一体なんで彼は騎士を追放されたんだろう。ワイズの名を出した時に、まるで奴がしでかしたことが分かっていたとでも言わんばかりの歓喜の声を上げていた。
もしかすると、こいつも領主を裏切ったのだろうか。こいつが言っていたことから逆らえない血の定めが信用する者を裏切るという行為だと言うことは分かった。
だが忘我団を作った理由が分からない。まだこいつは騎士道を諦めていないのか……?ここでそれを聞いてしまえばこの些細な疑問も解消されるだろう。納得するかどうかは別として。
しかし俺たちは忘我団を壊滅させるために来ているのだ。そこまで首を突っ込む必要はないし、然程興味がない。ちょっと気になる、その程度だ。
俺とメイカは警戒を続ける。頭の片隅ではもう必要ない、と思いながら。
だが結果で言えば、俺たちの判断は間違っていなかった。
異様な気配がこの部屋の周りに出始める。この気配は忘我団に入った時には感じなかったもの……つまり新手の存在。
バラガルーザが壊した出入口から、一人の男が姿を徐々に見せ、消えた。だが俺の竜眼はその正体をしっかりと捉えることができた。
「─────っ」
「おや」
打ち払うために剣を振り下ろすと、強い衝撃が剣を伝って返ってきた。振り上げでもこの威力……移動速度はさっきのバラガルーザほどではないが、それでも速い……!

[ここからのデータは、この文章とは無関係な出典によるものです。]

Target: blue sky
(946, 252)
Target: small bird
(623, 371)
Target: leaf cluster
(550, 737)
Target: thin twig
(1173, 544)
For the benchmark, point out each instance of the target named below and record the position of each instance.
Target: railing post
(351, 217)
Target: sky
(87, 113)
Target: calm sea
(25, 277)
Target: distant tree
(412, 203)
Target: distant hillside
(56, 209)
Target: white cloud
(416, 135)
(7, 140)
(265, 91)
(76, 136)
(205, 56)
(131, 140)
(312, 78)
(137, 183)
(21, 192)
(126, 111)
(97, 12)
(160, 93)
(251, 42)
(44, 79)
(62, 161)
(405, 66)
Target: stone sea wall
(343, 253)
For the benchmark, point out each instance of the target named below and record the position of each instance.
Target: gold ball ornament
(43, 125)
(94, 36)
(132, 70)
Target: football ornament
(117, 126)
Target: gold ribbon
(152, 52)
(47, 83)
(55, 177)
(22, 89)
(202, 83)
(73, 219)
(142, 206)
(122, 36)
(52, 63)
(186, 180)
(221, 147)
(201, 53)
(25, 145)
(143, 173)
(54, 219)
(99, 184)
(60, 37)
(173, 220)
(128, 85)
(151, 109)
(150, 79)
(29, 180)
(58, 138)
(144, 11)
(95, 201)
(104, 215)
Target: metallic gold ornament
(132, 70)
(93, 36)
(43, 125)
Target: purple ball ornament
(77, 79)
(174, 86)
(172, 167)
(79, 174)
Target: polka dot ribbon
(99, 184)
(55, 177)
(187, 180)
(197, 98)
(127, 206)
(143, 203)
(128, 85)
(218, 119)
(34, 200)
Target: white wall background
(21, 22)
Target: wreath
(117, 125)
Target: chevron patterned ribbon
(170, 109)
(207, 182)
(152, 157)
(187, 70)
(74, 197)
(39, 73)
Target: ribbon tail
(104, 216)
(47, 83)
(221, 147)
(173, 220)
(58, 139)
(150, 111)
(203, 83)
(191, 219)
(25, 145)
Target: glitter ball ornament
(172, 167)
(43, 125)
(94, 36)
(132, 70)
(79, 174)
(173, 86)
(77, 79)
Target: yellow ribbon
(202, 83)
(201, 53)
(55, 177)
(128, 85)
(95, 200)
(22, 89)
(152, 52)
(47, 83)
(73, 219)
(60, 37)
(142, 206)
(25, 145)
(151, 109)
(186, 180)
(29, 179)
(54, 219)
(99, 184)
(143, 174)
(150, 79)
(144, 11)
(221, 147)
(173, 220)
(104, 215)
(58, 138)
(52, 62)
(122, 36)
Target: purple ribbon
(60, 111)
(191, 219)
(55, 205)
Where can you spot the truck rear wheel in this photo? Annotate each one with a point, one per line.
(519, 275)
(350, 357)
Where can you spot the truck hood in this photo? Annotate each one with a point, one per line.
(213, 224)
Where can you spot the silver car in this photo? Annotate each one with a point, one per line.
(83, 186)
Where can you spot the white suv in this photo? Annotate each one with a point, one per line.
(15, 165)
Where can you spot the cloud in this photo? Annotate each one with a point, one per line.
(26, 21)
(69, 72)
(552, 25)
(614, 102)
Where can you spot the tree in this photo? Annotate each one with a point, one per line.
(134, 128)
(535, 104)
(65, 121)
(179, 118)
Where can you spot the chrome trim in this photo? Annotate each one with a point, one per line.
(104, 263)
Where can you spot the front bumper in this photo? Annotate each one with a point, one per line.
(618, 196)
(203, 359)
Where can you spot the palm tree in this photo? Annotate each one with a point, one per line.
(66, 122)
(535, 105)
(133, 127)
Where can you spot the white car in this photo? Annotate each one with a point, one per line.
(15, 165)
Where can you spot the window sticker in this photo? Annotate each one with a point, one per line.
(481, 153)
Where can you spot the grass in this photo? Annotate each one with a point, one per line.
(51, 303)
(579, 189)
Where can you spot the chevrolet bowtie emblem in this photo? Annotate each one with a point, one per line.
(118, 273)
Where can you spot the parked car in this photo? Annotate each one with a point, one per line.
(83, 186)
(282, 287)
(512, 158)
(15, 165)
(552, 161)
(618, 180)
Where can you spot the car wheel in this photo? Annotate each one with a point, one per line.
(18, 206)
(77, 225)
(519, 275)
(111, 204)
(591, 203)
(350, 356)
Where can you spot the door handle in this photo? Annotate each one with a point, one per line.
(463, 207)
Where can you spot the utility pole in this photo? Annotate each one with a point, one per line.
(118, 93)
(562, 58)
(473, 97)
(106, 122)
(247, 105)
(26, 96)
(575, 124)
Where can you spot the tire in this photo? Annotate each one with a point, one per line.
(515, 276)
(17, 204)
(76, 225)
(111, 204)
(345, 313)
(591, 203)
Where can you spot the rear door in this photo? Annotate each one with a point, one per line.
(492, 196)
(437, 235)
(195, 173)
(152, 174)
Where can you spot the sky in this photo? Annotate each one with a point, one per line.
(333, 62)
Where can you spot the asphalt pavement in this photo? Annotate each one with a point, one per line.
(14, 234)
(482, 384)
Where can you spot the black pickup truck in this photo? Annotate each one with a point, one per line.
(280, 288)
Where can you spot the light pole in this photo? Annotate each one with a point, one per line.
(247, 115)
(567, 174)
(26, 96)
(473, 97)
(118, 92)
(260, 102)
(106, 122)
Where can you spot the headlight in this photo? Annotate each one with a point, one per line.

俺の前まで来た男─────新手の騎士サマはまさか対応されると思ってなかったのか、軽く驚いていた。
「まさか、受け止められるとは……流石は仮面さんだね」
「……何でいるんだよ、騎士サマァ」
そこにいたのは、ある日のように人の好さそうな笑みを浮かべる騎士サマだった。